Thursday, 23 July 2009
Fun at the Carrie Underwood ShowBy Ronni Prior of Rants By Ronni
For her birthday, my daughter gave me a present - a ticket to accompany her to a Carrie Underwood concert. I love Carrie Underwood. From the first time I heard the chorus to Before He Cheats, she had me.
I dug my keys into the side
Of his pretty little souped-up four-wheel drive;
Carved my name into his leather seats...
[NOT YOUR NAME, CARRIE! TELL ME YOU DIDN'T CARVE YOUR NAME!]

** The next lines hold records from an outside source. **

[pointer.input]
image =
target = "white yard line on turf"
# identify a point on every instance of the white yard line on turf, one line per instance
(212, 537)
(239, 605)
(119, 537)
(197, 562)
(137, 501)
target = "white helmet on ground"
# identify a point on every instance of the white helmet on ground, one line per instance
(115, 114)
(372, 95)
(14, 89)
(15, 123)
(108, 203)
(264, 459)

...Took a Louisville Slugger to both headlights,
Slashed a hole in all four tires...
Maybe next time he'll think before he cheats!

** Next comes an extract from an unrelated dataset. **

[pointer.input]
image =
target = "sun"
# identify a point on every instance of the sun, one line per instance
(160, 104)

...Gonna save a little trouble for the next girl,
For the next time that he cheats
You know it won't be on me...
[BECAUSE HE'LL HAVE A RESTRAINING ORDER OUT ON YOUR BUTT!]
Anyway - I love this song and almost everything else the girl sings.
So, we're sitting there and there's a group behind us that includes a very loud and obnoxious woman who is complaining about the seats, the crowd, the lights and everything else. She had (she said) just got back from vacation in Europe (dahling) and Texas was just so – so - rural, provincial and generally unsophisticated. She leaned over to her companions and said, "How do you like my earrings? I got them in Switzerland!"
Dearly Beloved, I had had enough.
I leaned into my daughter's ear and said (loudly), "How do you like my earrings? I got them at Walmart!"
In between chuckles, she answered, "You're gonna burn in hell!"